Mean of 105 is manually filled in for kids between 0 and 10 years old as all instances within this age group have `BPSysAve` missing. The remaining missing values for people older than 10 years old is filled in with the mean per age group. Only `BPSysAve` is kept while `BPSys1`, `BPSys2` and `BPSys3` are dropped.

**BPDiaAve**

In [None]:
df['BPDiaAve'].isna().sum()

In [None]:
df.loc[df['BPDiaAve'].isna()]['Age'].hist(bins=32)
plt.show()

Mean of 60 is manually filled in for kids between 0 and 10 years old as all instances within this age group have `BPDiaAve` missing. The remaining missing values for people older than 10 years old is filled in with the mean per age group. Only `BPDiaAve` is kept while `BPDia1`, `BPDia2` and `BPDia3` are dropped.

**Testosterone**

In [None]:
df['Testosterone'].isna().sum()

In [None]:
df['Testosterone'].hist()
plt.show()

In [None]:
df.loc[df['Testosterone'].isna()]['Age'].hist(bins=16)
plt.show()

There are too many missing values. This column is dropped.

**DirectChol**

In [None]:
df['DirectChol'].isna().sum()

In [None]:
df.loc[df['DirectChol'].isna()]['Age'].hist(bins=16)
plt.show()

In [None]:
df.loc[df['DirectChol'].notna(), 'DirectChol'].head()

**TotChol**

In [None]:
df['TotChol'].isna().sum()

In [None]:
df.loc[df['TotChol'].isna()]['Age'].hist(bins=16)
plt.show()

In [None]:
df.loc[df['TotChol'].notna(), 'TotChol'].head()

**UrineVol1**

In [None]:
df['UrineVol1'].isna().sum()

In [None]:
df['UrineVol1'].hist(bins=20)
plt.show()

In [None]:
df.plot.scatter('UrineVol1', 'flu')
plt.show()

In [None]:
df[['UrineVol1', 'flu']].corr()

**UrineFlow1**

In [None]:
df['UrineFlow1'].isna().sum()

In [None]:
df['UrineVol1'].hist(bins=20)
plt.show()

In [None]:
df.plot.scatter('UrineFlow1', 'flu')
plt.show()

**UrineVol2** and **UrineFlow2**

In [None]:
df['UrineVol2'].isna().sum()

In [None]:
df['UrineFlow2'].isna().sum()

These two columns are dropped as there are too many missing values.

**Diabetes**

In [None]:
df['Diabetes'].isna().sum()

In [None]:
df['Diabetes'].value_counts().plot.bar(rot=0)
plt.show()

In [None]:
df.loc[df['Age'] < 1]['Diabetes'].isna().sum()
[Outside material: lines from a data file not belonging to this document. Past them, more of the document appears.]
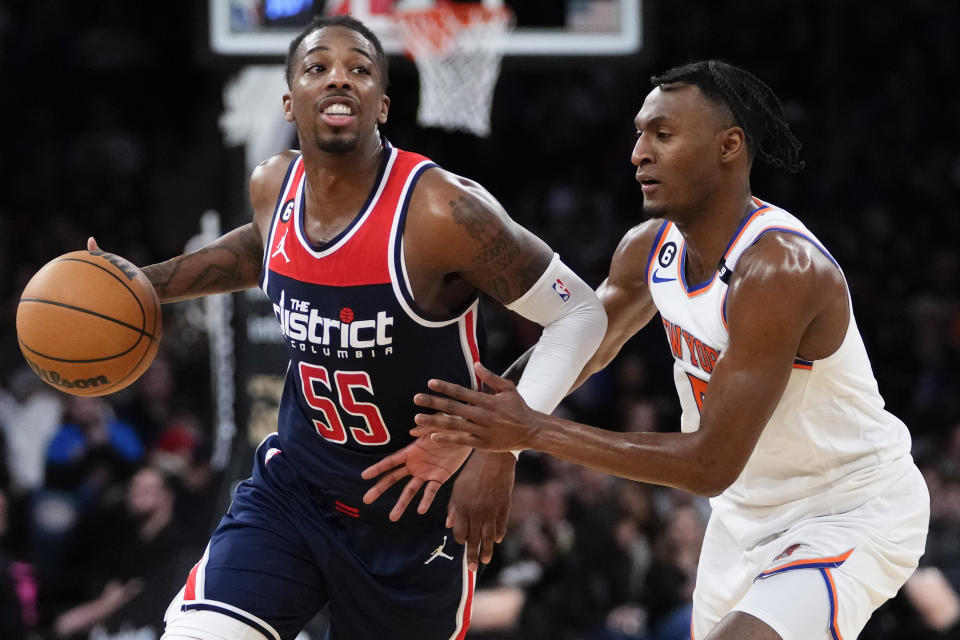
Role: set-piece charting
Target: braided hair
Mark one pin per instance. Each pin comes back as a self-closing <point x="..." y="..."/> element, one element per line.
<point x="754" y="106"/>
<point x="319" y="22"/>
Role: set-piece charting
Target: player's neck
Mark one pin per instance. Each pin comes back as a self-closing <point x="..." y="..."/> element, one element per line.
<point x="707" y="236"/>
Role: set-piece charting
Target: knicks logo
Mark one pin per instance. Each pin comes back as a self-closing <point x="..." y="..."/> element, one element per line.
<point x="281" y="249"/>
<point x="787" y="552"/>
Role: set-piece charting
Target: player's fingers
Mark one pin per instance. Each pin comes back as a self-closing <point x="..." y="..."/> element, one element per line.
<point x="429" y="492"/>
<point x="491" y="379"/>
<point x="461" y="527"/>
<point x="456" y="391"/>
<point x="384" y="483"/>
<point x="406" y="496"/>
<point x="446" y="422"/>
<point x="501" y="529"/>
<point x="462" y="439"/>
<point x="451" y="515"/>
<point x="444" y="405"/>
<point x="473" y="547"/>
<point x="391" y="461"/>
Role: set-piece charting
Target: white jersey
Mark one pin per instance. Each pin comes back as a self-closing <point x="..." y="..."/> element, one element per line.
<point x="829" y="445"/>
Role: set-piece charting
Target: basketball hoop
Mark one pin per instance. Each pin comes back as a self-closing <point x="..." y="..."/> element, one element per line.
<point x="457" y="49"/>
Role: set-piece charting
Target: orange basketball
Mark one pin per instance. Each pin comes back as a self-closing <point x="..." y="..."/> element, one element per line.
<point x="89" y="323"/>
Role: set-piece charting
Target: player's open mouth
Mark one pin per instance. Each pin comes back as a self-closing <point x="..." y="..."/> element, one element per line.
<point x="337" y="114"/>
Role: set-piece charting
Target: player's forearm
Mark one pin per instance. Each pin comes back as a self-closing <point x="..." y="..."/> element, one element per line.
<point x="668" y="459"/>
<point x="231" y="263"/>
<point x="515" y="370"/>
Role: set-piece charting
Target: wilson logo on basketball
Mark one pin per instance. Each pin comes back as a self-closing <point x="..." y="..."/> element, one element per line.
<point x="55" y="378"/>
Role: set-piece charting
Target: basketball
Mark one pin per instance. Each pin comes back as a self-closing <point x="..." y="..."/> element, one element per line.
<point x="88" y="323"/>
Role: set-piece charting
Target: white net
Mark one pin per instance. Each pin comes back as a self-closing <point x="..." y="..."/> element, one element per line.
<point x="457" y="49"/>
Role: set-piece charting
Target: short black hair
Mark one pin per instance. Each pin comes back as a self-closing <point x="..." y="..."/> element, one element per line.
<point x="348" y="22"/>
<point x="754" y="106"/>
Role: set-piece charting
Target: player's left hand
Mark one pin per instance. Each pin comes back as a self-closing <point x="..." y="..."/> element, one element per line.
<point x="429" y="462"/>
<point x="480" y="504"/>
<point x="500" y="421"/>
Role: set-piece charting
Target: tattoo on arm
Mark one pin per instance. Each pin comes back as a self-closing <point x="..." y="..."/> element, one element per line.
<point x="231" y="264"/>
<point x="499" y="249"/>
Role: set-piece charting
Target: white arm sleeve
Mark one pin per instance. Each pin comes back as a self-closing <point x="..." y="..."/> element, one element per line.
<point x="574" y="324"/>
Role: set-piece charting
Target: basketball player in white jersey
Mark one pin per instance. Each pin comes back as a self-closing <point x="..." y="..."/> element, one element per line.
<point x="819" y="513"/>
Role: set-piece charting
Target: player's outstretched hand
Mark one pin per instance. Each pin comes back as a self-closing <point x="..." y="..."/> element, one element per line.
<point x="501" y="421"/>
<point x="480" y="504"/>
<point x="429" y="462"/>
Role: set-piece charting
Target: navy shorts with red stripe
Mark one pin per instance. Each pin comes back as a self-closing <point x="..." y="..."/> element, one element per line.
<point x="285" y="549"/>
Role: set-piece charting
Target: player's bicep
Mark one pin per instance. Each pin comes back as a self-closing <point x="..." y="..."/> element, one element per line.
<point x="629" y="309"/>
<point x="495" y="254"/>
<point x="746" y="385"/>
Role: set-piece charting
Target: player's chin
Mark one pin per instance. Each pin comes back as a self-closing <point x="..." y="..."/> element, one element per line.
<point x="653" y="210"/>
<point x="338" y="141"/>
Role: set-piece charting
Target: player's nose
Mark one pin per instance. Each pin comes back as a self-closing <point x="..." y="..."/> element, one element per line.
<point x="339" y="76"/>
<point x="641" y="153"/>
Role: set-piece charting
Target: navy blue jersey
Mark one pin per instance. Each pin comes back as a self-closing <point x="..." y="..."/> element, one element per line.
<point x="360" y="348"/>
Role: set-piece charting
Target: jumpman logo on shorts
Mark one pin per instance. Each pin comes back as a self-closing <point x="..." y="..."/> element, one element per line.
<point x="282" y="247"/>
<point x="438" y="553"/>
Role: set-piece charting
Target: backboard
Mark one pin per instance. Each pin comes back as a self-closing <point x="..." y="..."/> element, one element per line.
<point x="264" y="28"/>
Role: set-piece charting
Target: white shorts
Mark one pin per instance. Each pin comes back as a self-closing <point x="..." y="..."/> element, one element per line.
<point x="854" y="562"/>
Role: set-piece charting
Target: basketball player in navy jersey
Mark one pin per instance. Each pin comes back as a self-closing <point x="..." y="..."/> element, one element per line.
<point x="374" y="258"/>
<point x="819" y="513"/>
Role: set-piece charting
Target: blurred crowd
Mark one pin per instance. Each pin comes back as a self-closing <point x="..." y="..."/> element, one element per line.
<point x="111" y="129"/>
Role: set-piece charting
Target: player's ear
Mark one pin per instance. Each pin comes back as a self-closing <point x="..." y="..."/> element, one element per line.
<point x="733" y="144"/>
<point x="384" y="109"/>
<point x="287" y="108"/>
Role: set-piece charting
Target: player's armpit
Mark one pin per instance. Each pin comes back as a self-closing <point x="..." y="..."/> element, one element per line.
<point x="457" y="229"/>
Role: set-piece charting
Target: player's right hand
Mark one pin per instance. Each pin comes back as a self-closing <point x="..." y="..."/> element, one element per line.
<point x="428" y="462"/>
<point x="480" y="504"/>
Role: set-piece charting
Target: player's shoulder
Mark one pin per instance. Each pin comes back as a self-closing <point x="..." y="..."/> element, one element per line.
<point x="788" y="261"/>
<point x="633" y="251"/>
<point x="437" y="181"/>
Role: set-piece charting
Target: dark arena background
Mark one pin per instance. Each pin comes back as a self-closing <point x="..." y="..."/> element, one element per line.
<point x="130" y="122"/>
Most missing values are from babies where it can be assumed they don't have diabetes. The few remaining ones are also filled with the most common label `No`.

In [None]:
df.loc[df['Diabetes'].isna()]['Age'].hist(bins=32)
plt.show()

**Diabetes Age**

In [None]:
len(df[(df['DiabetesAge'].isna()) & (df['Diabetes'].isna())])

In [None]:
df['DiabetesAge'].hist(bins=16)
plt.show()

Most missing values for this features are because the individuals don't have diabetes. These entries are filled in with a 0. The instances where the data is actually missing is for the same individuals that had a missing value in the `Diabetes` column. Since these missing values were filled with No, the NaN values in the `DiabetesAge` column are also filled with 0. In short, all missing values in this column are filled in with the value 0.

**Health General**

In [None]:
df['HealthGen'].isna().sum()

In [None]:
df['HealthGen'].value_counts().plot.bar(rot=0)
plt.show()

In [None]:
df.loc[df['HealthGen'].isna()]['Age'].hist(bins=8)
plt.show()

In [None]:
df.loc[df['Age'] <= 11]['HealthGen'].notna().sum()

In [None]:
df.loc[df['Age'] <= 20]['HealthGen'].value_counts().plot.bar(rot=0)
plt.show()

Many missing values. Individuals with `Age` $< 12$ are filled in with `Good` as it is the most common label for the entire population. The remaining ones are filled by using the most common label per age group.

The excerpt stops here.